Yan Zhang

Date of Award


Access Type

Thesis - Open Access

Degree Name

Master of Science in Electrical & Computer Engineering


Graduate Studies

Committee Chair

Dr. Jianhua Liu

First Committee Member

Dr. Richard Prazenica

Second Committee Member

Dr. Ilteris Demirkiran


For unmanned aerial vehicles (UAVs) to operate safely in the national airspace where non-collaborating flying objects, such as general aviation (GA) aircraft without automatic dependent surveillance-broadcast (ADS-B), exist, the UAVs' capability of “seeing" these objects is especially important. This “seeing", or sensing, can be implemented via various means, such as Radar or Lidar. Here we consider using cameras mounted on UAVs only, which has the advantage of light weight and low power.
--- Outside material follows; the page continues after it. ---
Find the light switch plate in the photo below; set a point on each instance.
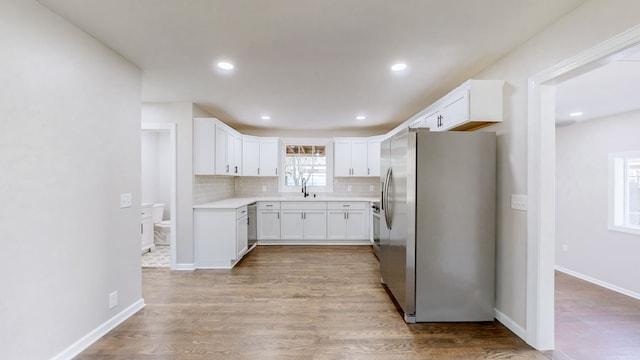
(519, 202)
(125, 200)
For the visual system to work well, it is required that the camera-based sensing capability should be at the level equal to or exceeding that of human pilots.
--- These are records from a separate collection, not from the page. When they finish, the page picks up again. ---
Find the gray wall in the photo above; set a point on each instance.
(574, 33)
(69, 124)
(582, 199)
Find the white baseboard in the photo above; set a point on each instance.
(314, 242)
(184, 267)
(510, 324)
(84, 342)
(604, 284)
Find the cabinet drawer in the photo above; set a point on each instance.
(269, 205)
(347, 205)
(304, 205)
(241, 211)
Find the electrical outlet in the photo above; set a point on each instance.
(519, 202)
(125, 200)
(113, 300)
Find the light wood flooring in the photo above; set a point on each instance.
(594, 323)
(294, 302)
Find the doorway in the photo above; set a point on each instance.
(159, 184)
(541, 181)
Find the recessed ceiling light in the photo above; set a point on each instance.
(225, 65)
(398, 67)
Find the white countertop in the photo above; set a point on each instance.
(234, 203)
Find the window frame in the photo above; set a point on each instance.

This thesis deals with two basic issues/challenges of the camera-based sensing of flying objects. The first one is the stabilization of the shaky videos taken on the UAVs due to vibrations at different locations where the cameras are mounted. In the thesis, we consider several algorithms, including Kalman filters and particle filters, for stabilization. We provide detailed theoretical discussions of these filters as well as their implementations. The second one is reliable detection and tracking of aircraft using image processing algorithms. We combine morphological processing and dynamic programming to accomplish good results under different situations. The performance evaluation of different image processing algorithms is accomplished using synthetic and recorded data.